Under the California Consumer Privacy Act (CCPA) and the California Privacy Rights Act (CPRA), California residents have the right to:

  • Know what personal information we collect and how it is used.
  • Request deletion of personal information.
  • Opt out of the sale or sharing of personal information. We do not sell personal information.
  • Non-discrimination for exercising your privacy rights.

7.4 Other U.S. State Privacy Laws

Residents of states with comprehensive privacy laws (including but not limited to Virginia, Colorado, Connecticut, Utah, Texas, Oregon, and Montana) may have similar rights under their respective state laws. To exercise these rights, please contact us using the information below.

8. Data Security

We implement appropriate technical and organizational measures to protect your personal information against unauthorized access, alteration, disclosure, or destruction. These measures include encryption of data in transit, secure access controls, and regular security reviews.

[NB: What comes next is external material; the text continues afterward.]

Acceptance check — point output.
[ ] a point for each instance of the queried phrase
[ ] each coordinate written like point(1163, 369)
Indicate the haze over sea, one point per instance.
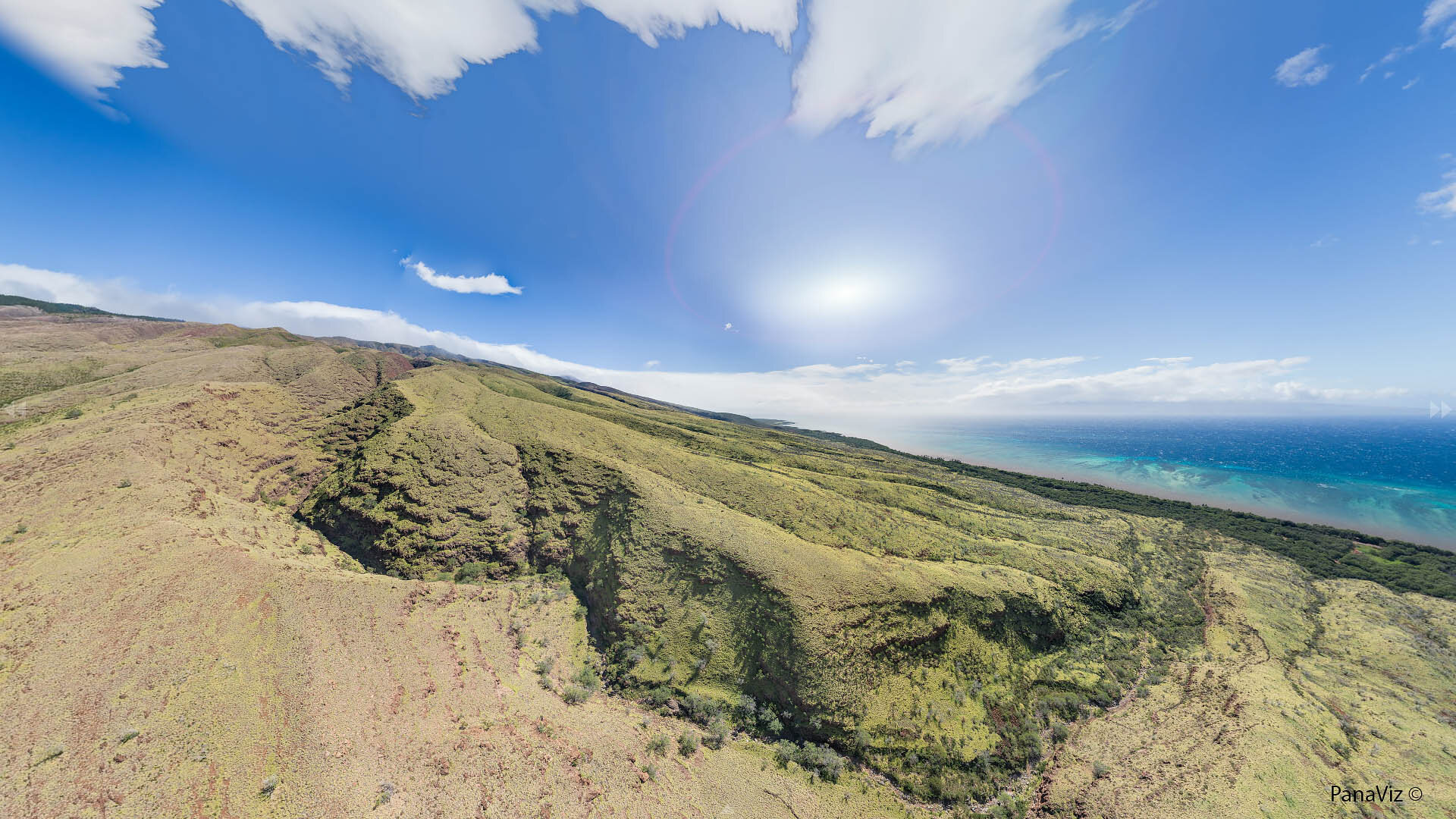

No method of transmission over the internet or method of electronic storage is completely secure. While we take reasonable steps to protect your information, we cannot guarantee absolute security.

9. International Data Transfers

Our Services are operated from the United States. If you access our Services from outside the United States, your information may be transferred to, stored, and processed in the United States or other jurisdictions where our service providers operate.

For users in the UK, EU, or EEA, we ensure that any international data transfers are conducted in compliance with applicable data protection laws, including the use of Standard Contractual Clauses or other approved transfer mechanisms.

10. Children’s Privacy

Our Services are designed for business professionals and are not directed at individuals under the age of 18. We do not knowingly collect personal information from children. If we become aware that we have collected data from a child, we will take steps to delete that information promptly.

11. Third-Party Links

Our website may contain links to third-party websites, tools, or services that are not operated by us. We are not responsible for the privacy practices of these third parties. We encourage you to review the privacy policies of any third-party services you interact with.

12. Changes to This Privacy Policy

We may update this Privacy Policy from time to time to reflect changes in our practices, technology, legal requirements, or other factors. When we make material changes, we will update the “Last Updated” date at the top of this policy and, where appropriate, notify you through our website or by email.

We encourage you to review this policy periodically to stay informed about how we protect your information.

13. Contact Us

If you have any questions about this Privacy Policy, wish to exercise your rights, or have concerns about how your information is handled, please contact us at:

Institute of Business AI
Email: [email protected]
Website: instituteofbusinessai.org

For UK/EU data protection inquiries, you may also contact the Information Commissioner’s Office (ICO) at ico.org.uk or your local supervisory authority.